Nada que ver con la brutal retrospectiva de Viola: limpia, sensible, sorprendente, serena, reflexiva, provocadora… muy humana.

De nuevo entender al personaje es clave, aunque en esta ocasión, son los comentarios sobre la obra (no muy del agrado al parecer de Bill Viola, que prefiere que su obra se disfrute sin explicación alguna) los que permiten vestirla de significados que tiñen la luz que se imprime en nuestras retinas.

El mito de Sísifo disfrazándose entre las pantallas, la naturaleza humana del sutil lenguaje del cuerpo, la ruta de la vida hacia la levedad de la muerte o la suspensión etérea de los sueños se muestran en una exposición de la que quizá convenga disfrutar en soledad, aunque se vaya acompañado.

Vean los vídeos que les dejo más abajo para hacerse una idea de lo que se pueden encontrar.

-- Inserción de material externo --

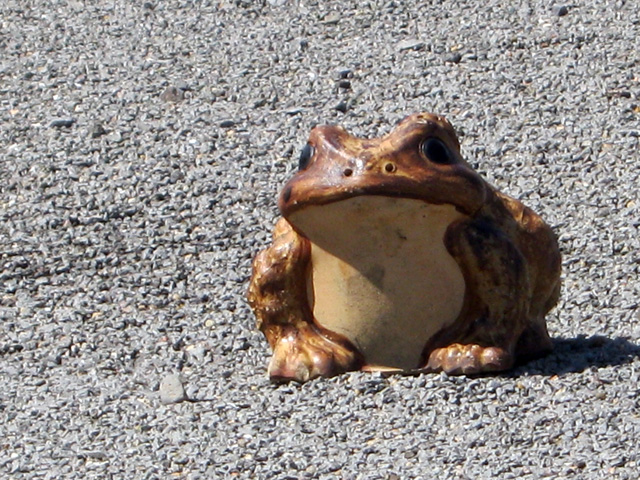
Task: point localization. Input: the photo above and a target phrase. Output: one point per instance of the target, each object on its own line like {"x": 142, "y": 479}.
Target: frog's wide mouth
{"x": 460, "y": 187}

Si no están a tiempo, seguro que nuevas exposiciones temporales ocuparán el sitio de éstas con brillantez, pero es que además, la colección permanente del museo es espectacular: la descomunal obra paseable de Richard Serra, los neones de Holzer en el atrio, la propia arquitectura del museo… Con un buen guía, hasta puede que alcancen a traducir el mensaje detrás de la obra viva que es la “Tierra De Los Dos Ríos” de Kiefer, a entender cómo Rothko consigue recrear espacios luminosos por la simple superposición de infinitas capas cromáticas o, ya en el colmo de los colmos… hasta comprender a Motherwell 😀 .

No digo más… En un par de artículos les he propuesto un fin de semana perfecto: una mañana en el Bellas Artes, otra en el Guggenheim… y en las tardes y noches libres, una ciudad para pasear su arquitectura o disfrutar de su gastronomía, en una sucesión de muchos momentos convertidos en un deleite de arte.